Strategic Nonviolence


Jon Chait observes that “For a revolution to succeed, it generally needs one of two things to happen: Either it needs its own weapons, or it needs mass defections by the state security forces.” He also sees some evidence that some elements of the security forces may be contemplating defection.

I think it’s worth emphasizing that in the modern world at least, the balance is tipped pretty overwhelmingly to security service defection rather than actual armed overthrow of the powers that be. The reality is that modern military technology makes it extraordinarily difficult to actually defeat a state on the battlefield. An dissident movement just isn’t going to be able to be able to blow up tanks and airplanes. Under the circumstances, strategic nonviolence is a vital tactic. If you were to try to fight the security forces—shoot some policemen, say—you’d encourage a more serious crackdown.

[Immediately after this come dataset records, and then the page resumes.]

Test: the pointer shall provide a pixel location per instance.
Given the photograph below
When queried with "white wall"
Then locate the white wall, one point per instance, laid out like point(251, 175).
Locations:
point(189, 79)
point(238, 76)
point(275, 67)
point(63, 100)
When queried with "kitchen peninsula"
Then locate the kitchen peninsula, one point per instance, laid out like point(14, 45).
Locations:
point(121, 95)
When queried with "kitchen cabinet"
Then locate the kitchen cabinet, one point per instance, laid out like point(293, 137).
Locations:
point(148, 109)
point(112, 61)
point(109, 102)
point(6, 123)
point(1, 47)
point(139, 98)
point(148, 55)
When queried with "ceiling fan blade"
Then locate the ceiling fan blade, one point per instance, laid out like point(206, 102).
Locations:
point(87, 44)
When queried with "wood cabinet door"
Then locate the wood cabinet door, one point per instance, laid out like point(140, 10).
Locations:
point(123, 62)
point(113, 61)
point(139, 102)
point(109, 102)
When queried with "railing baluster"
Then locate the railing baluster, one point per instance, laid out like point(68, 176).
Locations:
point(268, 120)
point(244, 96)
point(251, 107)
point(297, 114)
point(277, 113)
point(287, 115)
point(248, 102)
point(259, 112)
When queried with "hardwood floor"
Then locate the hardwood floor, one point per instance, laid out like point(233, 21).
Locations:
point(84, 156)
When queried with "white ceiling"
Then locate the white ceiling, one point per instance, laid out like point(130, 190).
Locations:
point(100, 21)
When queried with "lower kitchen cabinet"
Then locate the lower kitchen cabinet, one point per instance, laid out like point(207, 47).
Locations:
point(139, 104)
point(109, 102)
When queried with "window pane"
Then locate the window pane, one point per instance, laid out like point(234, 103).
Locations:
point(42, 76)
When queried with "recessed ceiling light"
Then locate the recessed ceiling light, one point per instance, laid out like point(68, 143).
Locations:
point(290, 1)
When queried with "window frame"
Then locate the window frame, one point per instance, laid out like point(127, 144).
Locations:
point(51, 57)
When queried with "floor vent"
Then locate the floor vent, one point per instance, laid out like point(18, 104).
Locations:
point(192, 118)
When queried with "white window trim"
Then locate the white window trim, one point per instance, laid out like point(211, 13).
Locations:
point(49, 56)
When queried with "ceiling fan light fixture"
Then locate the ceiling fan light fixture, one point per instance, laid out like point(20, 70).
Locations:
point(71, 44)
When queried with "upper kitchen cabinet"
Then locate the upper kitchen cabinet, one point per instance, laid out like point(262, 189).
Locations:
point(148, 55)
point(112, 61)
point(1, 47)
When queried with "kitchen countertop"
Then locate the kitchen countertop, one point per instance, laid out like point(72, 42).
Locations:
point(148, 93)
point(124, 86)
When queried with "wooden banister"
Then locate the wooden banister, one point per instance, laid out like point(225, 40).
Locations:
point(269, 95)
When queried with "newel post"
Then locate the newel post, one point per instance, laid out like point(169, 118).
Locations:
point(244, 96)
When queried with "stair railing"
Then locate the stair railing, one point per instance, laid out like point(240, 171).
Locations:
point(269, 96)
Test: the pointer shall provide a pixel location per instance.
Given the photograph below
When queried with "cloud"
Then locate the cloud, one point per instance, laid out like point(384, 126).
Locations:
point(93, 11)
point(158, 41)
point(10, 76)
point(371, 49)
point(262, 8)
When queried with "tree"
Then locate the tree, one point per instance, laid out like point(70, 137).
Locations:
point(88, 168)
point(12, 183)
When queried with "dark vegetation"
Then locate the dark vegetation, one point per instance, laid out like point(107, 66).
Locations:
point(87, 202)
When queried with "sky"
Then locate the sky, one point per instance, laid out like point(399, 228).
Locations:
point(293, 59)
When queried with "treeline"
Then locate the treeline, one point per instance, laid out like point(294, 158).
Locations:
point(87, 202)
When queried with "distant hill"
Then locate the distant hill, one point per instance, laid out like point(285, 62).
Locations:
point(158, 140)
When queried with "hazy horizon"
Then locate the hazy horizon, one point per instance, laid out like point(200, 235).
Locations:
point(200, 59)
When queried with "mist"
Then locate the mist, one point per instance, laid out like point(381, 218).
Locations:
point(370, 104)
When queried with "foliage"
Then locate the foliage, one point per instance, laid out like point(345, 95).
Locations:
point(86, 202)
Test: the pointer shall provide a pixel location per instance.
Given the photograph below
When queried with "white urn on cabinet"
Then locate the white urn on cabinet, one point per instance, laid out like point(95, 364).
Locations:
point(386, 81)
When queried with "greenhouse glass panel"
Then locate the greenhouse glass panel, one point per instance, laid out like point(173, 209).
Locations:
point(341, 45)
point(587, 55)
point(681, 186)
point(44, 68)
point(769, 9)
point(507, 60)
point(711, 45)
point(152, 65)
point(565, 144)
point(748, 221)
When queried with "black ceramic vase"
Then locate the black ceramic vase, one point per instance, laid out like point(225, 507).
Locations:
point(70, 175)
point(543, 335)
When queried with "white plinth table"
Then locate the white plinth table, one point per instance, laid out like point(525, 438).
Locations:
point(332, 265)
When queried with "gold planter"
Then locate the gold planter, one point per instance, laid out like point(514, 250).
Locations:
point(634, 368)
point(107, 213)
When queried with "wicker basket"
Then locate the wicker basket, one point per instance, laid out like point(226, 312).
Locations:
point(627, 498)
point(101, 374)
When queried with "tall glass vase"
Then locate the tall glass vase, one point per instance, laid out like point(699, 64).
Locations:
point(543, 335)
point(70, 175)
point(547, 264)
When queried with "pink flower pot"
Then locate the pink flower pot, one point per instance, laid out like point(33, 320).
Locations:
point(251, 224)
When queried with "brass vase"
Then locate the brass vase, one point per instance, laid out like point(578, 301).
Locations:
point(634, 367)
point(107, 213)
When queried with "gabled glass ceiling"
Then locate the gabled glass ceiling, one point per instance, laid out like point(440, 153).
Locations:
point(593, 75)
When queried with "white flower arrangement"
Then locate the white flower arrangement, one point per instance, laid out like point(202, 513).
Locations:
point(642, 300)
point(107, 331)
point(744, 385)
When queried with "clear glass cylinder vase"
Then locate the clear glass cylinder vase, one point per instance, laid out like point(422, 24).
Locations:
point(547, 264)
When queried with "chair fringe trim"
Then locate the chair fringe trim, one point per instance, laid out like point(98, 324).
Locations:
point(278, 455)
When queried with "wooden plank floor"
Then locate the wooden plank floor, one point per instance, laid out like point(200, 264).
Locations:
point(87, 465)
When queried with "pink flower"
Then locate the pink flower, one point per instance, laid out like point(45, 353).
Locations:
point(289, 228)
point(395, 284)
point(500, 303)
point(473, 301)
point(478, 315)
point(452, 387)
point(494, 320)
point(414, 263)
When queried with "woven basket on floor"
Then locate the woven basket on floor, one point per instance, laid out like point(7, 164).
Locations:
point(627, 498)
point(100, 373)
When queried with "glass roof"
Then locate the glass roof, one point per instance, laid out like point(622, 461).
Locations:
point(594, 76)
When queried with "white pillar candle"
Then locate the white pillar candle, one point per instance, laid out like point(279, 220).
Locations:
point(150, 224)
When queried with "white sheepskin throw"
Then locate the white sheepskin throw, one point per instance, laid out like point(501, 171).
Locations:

It’s through nonviolent resistance that you heighten the psychological contradictions, and encourage the regime and its enforcers to blink. From the Velvet Revolution to Tiananmen Square to the Orange Revolution to what’s happening today in Iran, the brave dissidents are essentially daring the security forces to beat or kill them. The bet is that when push comes to shove, people in the Iranian security forces have some humane and patriotic instincts and will recoil from the idea of using mass violence against their fellow citizens. And it’s a terrifying bet. We’ve seen time and again that it’s a bet that often pays off, but as we learned in China 20 years ago there are no guarantees.